A shortfall of containers means cargo can’t move. At the same time, repositioning empties fills up ship slots and creates pricing pressure for full containers on the same vessels.
The empty-repositioning challenge was created by the enormous number of blanked (canceled) sailings from China to the U.S. and Europe in the weeks following Chinese New Year, when the coronavirus outbreak brought Chinese exports to a near standstill.
Normally, container ships bring loaded containers on headhaul runs to the U.S. and Europe. The boxes are emptied and then used for backhaul export cargoes from the U.S. and Europe.
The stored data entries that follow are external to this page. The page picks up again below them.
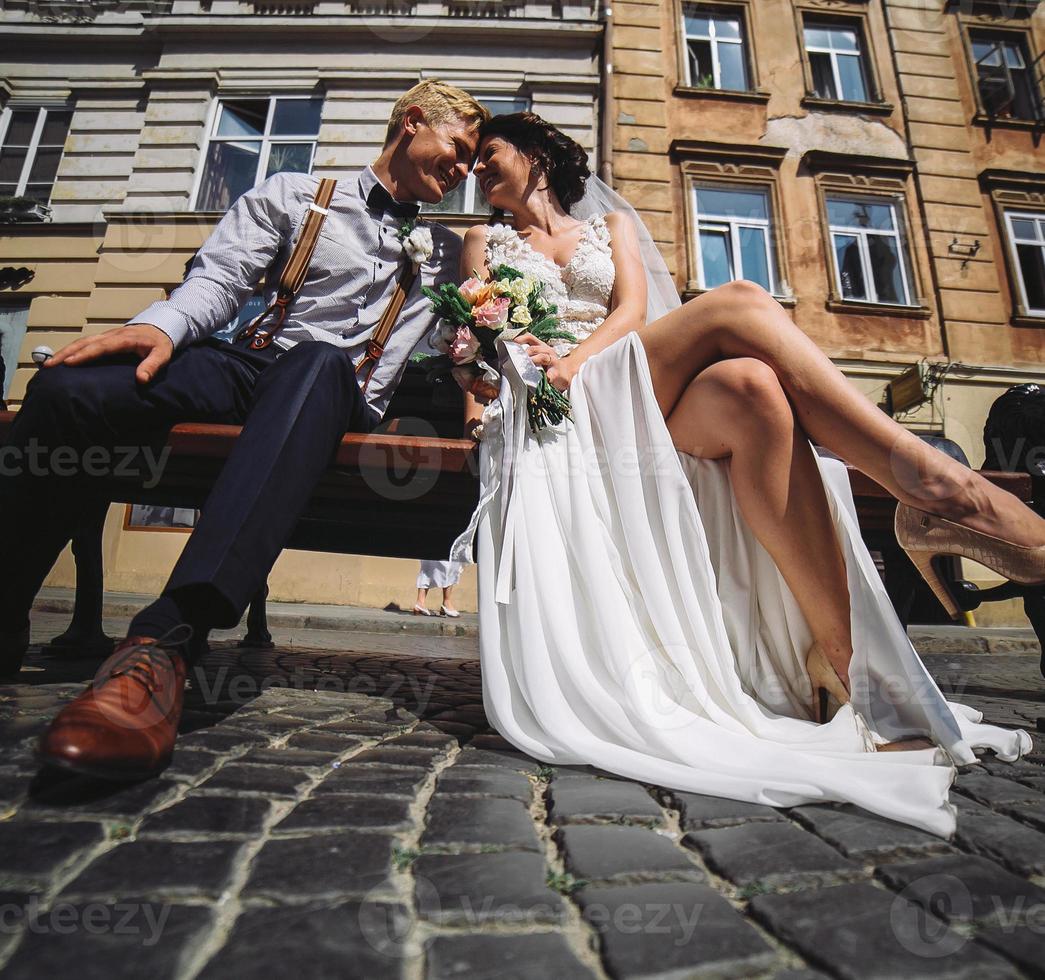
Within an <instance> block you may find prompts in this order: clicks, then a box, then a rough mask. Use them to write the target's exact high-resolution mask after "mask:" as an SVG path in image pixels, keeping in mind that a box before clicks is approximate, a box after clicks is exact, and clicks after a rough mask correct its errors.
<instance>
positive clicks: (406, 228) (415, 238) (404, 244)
mask: <svg viewBox="0 0 1045 980" xmlns="http://www.w3.org/2000/svg"><path fill="white" fill-rule="evenodd" d="M396 237H397V238H398V239H399V240H400V241H401V242H402V251H403V252H405V253H407V257H408V258H409V259H410V260H411V261H412V262H413V263H414V264H415V265H423V264H424V263H425V262H426V261H427V260H428V259H431V258H432V253H433V252H435V251H436V246H435V242H434V241H433V240H432V229H431V228H428V227H427V226H426V225H423V224H421V223H420V221H417V220H416V219H415V220H411V221H405V223H403V225H402V227H400V229H399V233H398V235H397V236H396Z"/></svg>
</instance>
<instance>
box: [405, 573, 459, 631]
mask: <svg viewBox="0 0 1045 980" xmlns="http://www.w3.org/2000/svg"><path fill="white" fill-rule="evenodd" d="M461 568H462V563H461V562H459V561H422V562H421V569H420V571H418V574H417V602H416V603H415V604H414V615H419V616H431V615H435V613H434V612H433V611H432V610H431V609H428V607H427V606H426V605H425V603H426V602H427V599H428V589H429V588H441V589H442V590H443V603H442V605H441V606H440V607H439V614H440V615H444V616H450V619H457V617H458V616H459V615H461V613H460V612H458V611H457V609H455V608H454V603H452V602H451V600H450V596H451V593H452V592H454V586H455V585H457V584H458V582H460V581H461Z"/></svg>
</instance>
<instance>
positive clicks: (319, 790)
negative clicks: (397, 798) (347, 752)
mask: <svg viewBox="0 0 1045 980" xmlns="http://www.w3.org/2000/svg"><path fill="white" fill-rule="evenodd" d="M427 778H428V773H427V771H426V770H424V769H389V768H386V767H384V766H361V767H359V768H357V769H356V768H355V767H354V766H353V764H352V762H351V761H349V762H346V763H342V765H341V766H340V767H338V768H336V769H333V768H331V769H330V770H328V772H327V775H326V776H324V777H323V780H322V781H321V783H319V784H317V786H316V788H315V789H313V790H312V795H313V796H315V795H319V794H323V793H355V794H358V795H361V796H363V795H367V796H405V797H409V798H411V799H413V798H414V797H415V796H416V795H417V792H418V790H420V788H421V787H422V786H424V784H425V781H426V780H427Z"/></svg>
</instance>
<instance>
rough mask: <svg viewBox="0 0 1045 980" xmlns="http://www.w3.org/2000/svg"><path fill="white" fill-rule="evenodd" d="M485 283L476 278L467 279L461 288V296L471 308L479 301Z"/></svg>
mask: <svg viewBox="0 0 1045 980" xmlns="http://www.w3.org/2000/svg"><path fill="white" fill-rule="evenodd" d="M483 288H484V286H483V283H482V282H480V281H479V280H478V279H477V278H475V277H474V276H472V277H471V279H466V280H465V281H464V282H462V283H461V285H460V286H459V289H460V290H461V295H462V296H463V297H464V298H465V302H467V303H468V304H469V305H471V306H474V305H475V303H477V302H478V301H479V297H480V294H481V293H482V291H483Z"/></svg>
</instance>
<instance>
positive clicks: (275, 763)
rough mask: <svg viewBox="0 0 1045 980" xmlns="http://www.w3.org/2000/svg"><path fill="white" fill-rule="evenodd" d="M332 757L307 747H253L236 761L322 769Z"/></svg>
mask: <svg viewBox="0 0 1045 980" xmlns="http://www.w3.org/2000/svg"><path fill="white" fill-rule="evenodd" d="M345 748H348V746H345ZM331 757H332V756H331V754H330V753H329V752H309V751H307V750H305V749H294V748H276V749H269V748H265V749H252V750H251V751H250V752H248V753H247V754H246V755H240V756H239V759H237V760H236V762H237V763H238V764H240V765H248V766H291V767H293V768H295V769H297V768H308V769H321V768H325V767H326V766H329V765H330V760H331Z"/></svg>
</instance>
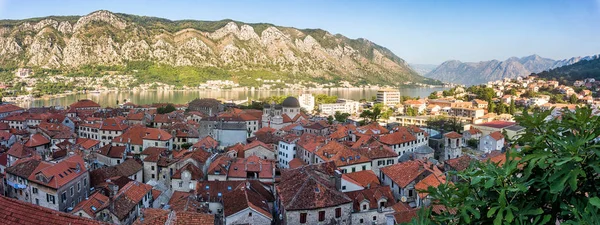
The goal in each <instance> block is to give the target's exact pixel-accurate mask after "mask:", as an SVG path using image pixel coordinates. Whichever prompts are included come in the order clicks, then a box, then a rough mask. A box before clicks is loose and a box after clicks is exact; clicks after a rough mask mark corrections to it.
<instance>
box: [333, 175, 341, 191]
mask: <svg viewBox="0 0 600 225" xmlns="http://www.w3.org/2000/svg"><path fill="white" fill-rule="evenodd" d="M334 183H335V188H336V189H337V190H338V191H342V172H340V170H335V177H334Z"/></svg>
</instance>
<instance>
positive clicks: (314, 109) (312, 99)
mask: <svg viewBox="0 0 600 225" xmlns="http://www.w3.org/2000/svg"><path fill="white" fill-rule="evenodd" d="M298 101H300V107H301V108H304V109H305V110H306V111H308V112H312V111H313V110H315V96H313V95H312V94H301V95H300V97H298Z"/></svg>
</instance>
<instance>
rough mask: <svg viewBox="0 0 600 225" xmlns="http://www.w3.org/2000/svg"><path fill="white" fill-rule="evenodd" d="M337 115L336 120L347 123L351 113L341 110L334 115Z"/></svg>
mask: <svg viewBox="0 0 600 225" xmlns="http://www.w3.org/2000/svg"><path fill="white" fill-rule="evenodd" d="M333 116H334V117H335V120H336V121H338V122H340V123H345V122H346V120H348V117H350V114H348V113H340V112H339V111H336V112H335V115H333Z"/></svg>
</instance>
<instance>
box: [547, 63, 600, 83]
mask: <svg viewBox="0 0 600 225" xmlns="http://www.w3.org/2000/svg"><path fill="white" fill-rule="evenodd" d="M536 75H537V76H539V77H541V78H545V79H549V80H550V79H552V80H558V81H559V82H561V83H562V84H568V85H572V84H573V81H575V80H583V79H585V78H596V79H598V78H600V58H595V59H593V60H581V61H579V62H577V63H575V64H572V65H568V66H563V67H558V68H556V69H552V70H549V71H544V72H541V73H538V74H536Z"/></svg>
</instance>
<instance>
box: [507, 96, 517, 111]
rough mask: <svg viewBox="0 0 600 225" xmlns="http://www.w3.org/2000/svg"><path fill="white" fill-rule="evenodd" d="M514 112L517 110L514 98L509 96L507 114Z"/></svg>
mask: <svg viewBox="0 0 600 225" xmlns="http://www.w3.org/2000/svg"><path fill="white" fill-rule="evenodd" d="M516 112H517V107H516V106H515V100H514V99H512V98H511V99H510V105H509V106H508V114H510V115H515V113H516Z"/></svg>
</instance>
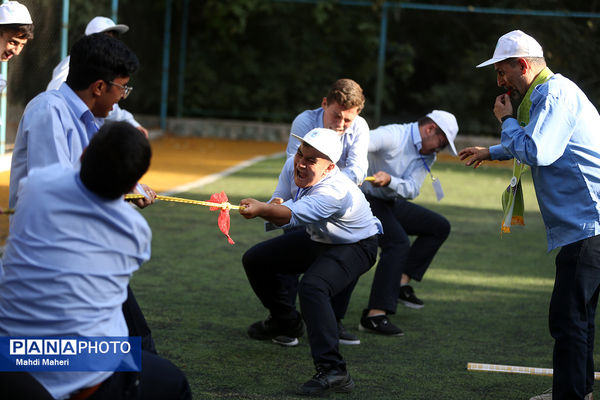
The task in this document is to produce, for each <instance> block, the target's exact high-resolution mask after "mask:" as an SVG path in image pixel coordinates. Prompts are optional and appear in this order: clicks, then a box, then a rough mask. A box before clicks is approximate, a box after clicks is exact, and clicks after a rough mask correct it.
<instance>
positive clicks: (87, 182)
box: [79, 122, 152, 199]
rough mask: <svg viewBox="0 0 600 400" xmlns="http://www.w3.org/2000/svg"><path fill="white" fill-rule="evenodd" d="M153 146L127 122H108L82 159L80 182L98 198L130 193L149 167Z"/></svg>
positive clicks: (97, 132) (142, 133)
mask: <svg viewBox="0 0 600 400" xmlns="http://www.w3.org/2000/svg"><path fill="white" fill-rule="evenodd" d="M151 157H152V150H151V148H150V142H148V139H146V137H145V136H144V134H143V133H141V132H140V131H139V130H138V129H136V128H134V127H133V125H131V124H129V123H127V122H107V123H105V124H104V125H103V126H102V128H100V130H99V131H98V132H97V133H96V134H95V135H94V137H93V138H92V140H91V141H90V144H89V145H88V147H87V148H86V149H85V150H84V152H83V154H82V156H81V170H80V172H79V176H80V177H81V181H82V182H83V184H84V185H85V187H87V188H88V189H89V190H91V191H92V192H94V193H95V194H97V195H98V196H101V197H104V198H108V199H117V198H119V197H120V196H122V195H123V194H125V193H128V192H129V191H130V190H131V189H132V188H133V186H134V185H135V184H136V182H138V180H139V179H140V178H141V177H142V175H144V174H145V173H146V171H147V170H148V167H149V166H150V158H151Z"/></svg>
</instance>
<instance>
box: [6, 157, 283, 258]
mask: <svg viewBox="0 0 600 400" xmlns="http://www.w3.org/2000/svg"><path fill="white" fill-rule="evenodd" d="M283 155H285V152H284V151H282V152H278V153H272V154H267V155H264V156H258V157H254V158H252V159H250V160H246V161H242V162H241V163H239V164H236V165H234V166H233V167H230V168H227V169H226V170H223V171H221V172H217V173H216V174H212V175H208V176H205V177H204V178H201V179H198V180H197V181H194V182H190V183H186V184H185V185H180V186H177V187H175V188H173V189H171V190H169V191H166V192H163V193H161V194H162V195H164V196H169V195H172V194H176V193H181V192H186V191H189V190H191V189H197V188H199V187H202V186H204V185H207V184H209V183H213V182H216V181H218V180H219V179H221V178H224V177H226V176H228V175H231V174H233V173H235V172H237V171H239V170H242V169H244V168H246V167H249V166H251V165H253V164H256V163H258V162H261V161H264V160H269V159H272V158H277V157H281V156H283ZM3 251H4V246H0V255H1V254H2V253H3Z"/></svg>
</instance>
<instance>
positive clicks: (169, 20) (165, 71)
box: [160, 0, 173, 130]
mask: <svg viewBox="0 0 600 400" xmlns="http://www.w3.org/2000/svg"><path fill="white" fill-rule="evenodd" d="M165 5H166V12H165V35H164V43H163V66H162V90H161V96H160V129H162V130H166V129H167V99H168V95H169V43H170V42H171V12H172V6H173V1H172V0H166V3H165Z"/></svg>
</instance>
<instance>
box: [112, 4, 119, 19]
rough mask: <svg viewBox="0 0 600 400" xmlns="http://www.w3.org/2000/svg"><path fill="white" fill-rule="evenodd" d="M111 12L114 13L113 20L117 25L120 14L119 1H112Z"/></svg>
mask: <svg viewBox="0 0 600 400" xmlns="http://www.w3.org/2000/svg"><path fill="white" fill-rule="evenodd" d="M111 12H112V15H111V19H112V20H113V22H114V23H115V24H116V23H117V18H118V13H119V0H112V5H111Z"/></svg>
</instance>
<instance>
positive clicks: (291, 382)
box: [132, 159, 556, 400]
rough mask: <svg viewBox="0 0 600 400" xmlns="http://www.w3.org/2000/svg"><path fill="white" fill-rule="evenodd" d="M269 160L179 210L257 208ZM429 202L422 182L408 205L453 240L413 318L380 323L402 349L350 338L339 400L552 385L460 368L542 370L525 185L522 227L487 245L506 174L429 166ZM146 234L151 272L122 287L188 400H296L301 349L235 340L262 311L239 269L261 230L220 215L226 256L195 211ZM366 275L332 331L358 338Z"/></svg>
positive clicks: (499, 238) (377, 341)
mask: <svg viewBox="0 0 600 400" xmlns="http://www.w3.org/2000/svg"><path fill="white" fill-rule="evenodd" d="M282 163H283V160H282V159H271V160H267V161H263V162H260V163H258V164H255V165H253V166H251V167H249V168H246V169H244V170H242V171H240V172H238V173H236V174H234V175H232V176H229V177H227V178H225V179H222V180H220V181H218V182H216V183H213V184H210V185H208V186H205V187H202V188H200V189H198V190H196V191H193V192H190V193H182V194H180V196H182V197H190V198H196V199H203V200H206V199H208V198H209V196H210V194H212V193H214V192H218V191H222V190H224V191H225V192H226V193H227V194H228V195H229V199H230V201H231V202H232V203H233V204H236V203H237V202H238V201H239V200H240V199H242V198H244V197H255V198H258V199H260V200H267V199H268V198H269V197H270V194H271V193H272V191H273V189H274V188H275V185H276V183H277V176H278V173H279V170H280V168H281V166H282ZM434 174H436V176H437V177H438V178H439V179H440V181H441V182H442V185H443V188H444V191H445V193H446V197H445V198H444V199H443V200H442V201H441V202H439V203H438V202H436V201H435V196H434V193H433V190H432V187H431V184H430V180H429V179H427V180H426V181H425V184H424V185H423V189H422V193H421V196H419V198H418V201H417V202H418V203H420V204H422V205H425V206H426V207H430V208H432V209H434V210H436V211H438V212H440V213H441V214H443V215H445V216H446V217H447V218H448V219H449V220H450V222H451V223H452V233H451V234H450V237H449V239H448V240H447V242H446V243H445V244H444V246H443V247H442V248H441V250H440V251H439V253H438V255H437V256H436V258H435V259H434V261H433V263H432V265H431V267H430V269H429V271H428V273H427V274H426V275H425V278H424V280H423V282H421V283H416V284H415V288H416V292H417V294H418V296H419V297H421V298H422V299H423V300H424V301H425V308H423V309H422V310H413V309H408V308H405V307H403V306H402V305H400V306H398V312H397V314H396V315H394V316H392V321H393V322H394V323H395V324H397V325H399V326H400V327H401V328H402V329H403V330H404V332H405V336H404V337H401V338H388V337H381V336H377V335H372V334H367V333H362V332H360V333H359V336H360V338H361V341H362V343H361V345H359V346H342V348H341V351H342V354H343V355H344V357H345V358H346V360H347V362H348V368H349V371H350V374H351V375H352V377H353V378H354V380H355V382H356V389H355V391H354V392H353V393H351V394H337V395H331V397H332V398H341V399H414V400H416V399H460V400H465V399H498V400H506V399H528V398H529V397H530V396H531V395H534V394H537V393H539V392H541V391H543V390H545V389H547V388H548V387H550V386H551V383H552V380H551V378H549V377H540V376H532V375H516V374H505V373H490V372H471V371H467V370H466V365H467V362H482V363H491V364H508V365H520V366H530V367H544V368H551V367H552V344H553V341H552V338H551V337H550V335H549V333H548V328H547V313H548V304H549V299H550V293H551V290H552V285H553V277H554V256H555V254H556V253H555V252H552V253H550V254H548V253H547V252H546V240H545V232H544V227H543V223H542V220H541V216H540V214H539V210H538V207H537V203H536V200H535V194H534V193H533V188H532V184H531V178H530V174H529V173H527V174H526V177H525V179H524V182H525V184H524V189H525V208H526V215H525V222H526V224H527V225H526V226H525V227H517V228H515V229H513V233H511V234H508V235H506V234H505V235H504V236H502V237H500V234H499V226H500V220H501V207H500V201H499V198H500V193H501V191H502V190H503V189H504V188H505V187H506V184H507V182H508V180H509V178H510V169H506V168H494V167H486V166H483V167H480V168H479V169H477V170H473V169H471V168H466V167H463V166H462V165H460V164H452V163H438V164H436V165H435V167H434ZM142 212H143V214H144V216H145V217H146V218H147V219H148V221H149V223H150V226H151V227H152V229H153V235H154V236H153V242H152V253H153V254H152V260H151V261H150V262H148V263H147V264H146V265H144V266H143V267H142V269H141V270H140V271H138V272H137V273H136V274H135V275H134V279H133V281H132V286H133V288H134V290H135V292H136V295H137V297H138V301H139V303H140V304H141V306H142V309H143V310H144V312H145V315H146V317H147V318H148V320H149V323H150V326H151V328H152V329H153V332H154V337H155V340H156V342H157V347H158V350H159V352H160V353H161V354H162V355H164V356H165V357H167V358H169V359H171V360H172V361H174V362H175V363H176V364H177V365H178V366H179V367H181V368H182V369H183V371H184V372H185V373H186V375H187V376H188V379H189V380H190V384H191V385H192V390H193V393H194V398H195V399H296V398H302V397H301V396H298V395H297V394H296V389H297V387H298V385H300V384H301V383H303V382H304V381H306V380H307V379H309V378H310V377H311V376H312V375H313V373H314V368H313V365H312V359H311V357H310V352H309V346H308V343H307V340H306V337H304V338H302V339H301V342H300V345H299V346H298V347H295V348H282V347H279V346H277V345H274V344H271V343H268V342H259V341H255V340H251V339H249V338H248V337H247V336H246V328H247V327H248V325H249V324H251V323H252V322H254V321H256V320H258V319H263V318H265V317H266V316H267V311H266V310H265V309H264V308H263V307H262V305H261V304H260V302H259V301H258V299H257V298H256V297H255V295H254V294H253V292H252V290H251V288H250V286H249V284H248V282H247V280H246V277H245V274H244V271H243V267H242V265H241V257H242V254H243V253H244V251H246V250H247V249H248V248H249V247H250V246H252V245H253V244H255V243H257V242H259V241H262V240H266V239H268V238H270V237H272V236H273V235H276V234H278V233H274V232H269V233H265V232H264V229H263V221H262V220H259V219H255V220H245V219H244V218H242V217H241V216H240V215H239V214H237V212H235V211H232V217H231V232H230V233H231V236H232V237H233V239H234V240H235V241H236V244H235V245H233V246H231V245H229V244H228V243H227V240H226V238H225V236H223V235H222V234H221V233H220V231H219V230H218V228H217V213H216V212H210V211H209V210H208V209H207V208H205V207H198V206H191V205H185V204H176V203H164V202H163V203H158V204H156V205H154V206H152V207H149V208H147V209H145V210H143V211H142ZM373 270H374V268H373V269H372V270H371V271H369V272H368V273H367V274H365V275H364V276H363V277H362V278H361V279H360V281H359V283H358V285H357V287H356V290H355V291H354V294H353V297H352V300H351V303H350V308H349V310H348V313H347V316H346V319H345V320H344V323H345V325H346V327H347V328H349V330H351V331H353V332H354V333H357V325H358V321H359V318H360V314H361V311H362V309H363V307H365V306H366V303H367V299H368V295H369V290H370V285H371V280H372V274H373Z"/></svg>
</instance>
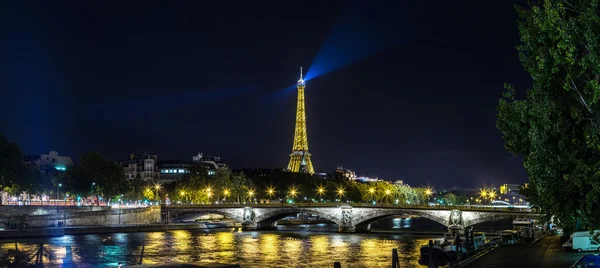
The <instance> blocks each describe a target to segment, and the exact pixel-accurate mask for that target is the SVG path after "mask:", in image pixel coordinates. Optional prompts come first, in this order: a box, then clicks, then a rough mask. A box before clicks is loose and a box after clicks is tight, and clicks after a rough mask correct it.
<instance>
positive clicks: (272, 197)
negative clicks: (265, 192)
mask: <svg viewBox="0 0 600 268" xmlns="http://www.w3.org/2000/svg"><path fill="white" fill-rule="evenodd" d="M267 195H268V196H269V198H270V199H273V195H275V188H273V187H269V188H268V189H267Z"/></svg>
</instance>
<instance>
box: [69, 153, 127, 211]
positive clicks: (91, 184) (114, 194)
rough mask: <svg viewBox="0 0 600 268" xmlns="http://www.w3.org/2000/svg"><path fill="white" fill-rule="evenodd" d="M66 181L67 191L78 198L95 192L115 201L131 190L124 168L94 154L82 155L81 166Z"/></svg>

The blanked sailings slashed the number of boxes arriving on headhaul routes, and at the same time, impaired the ability to return empties via the backhaul routes.
Alan Murphy, CEO and founder of Copenhagen-based Sea-Intelligence, told FreightWaves, “With the blanking of sailings due to headhaul volume shortfalls, there are a lot of containers in destination regions that will not get their intended return trip back to Asia, either laden with backhaul cargo or for empty repatriation.”
Problems caused by the lower number of empties returned to Asia “will be somewhat balanced by the fact that a lot of headhaul cargo did not move, leaving empty containers in Asia that are ready to go now,” Murphy explained.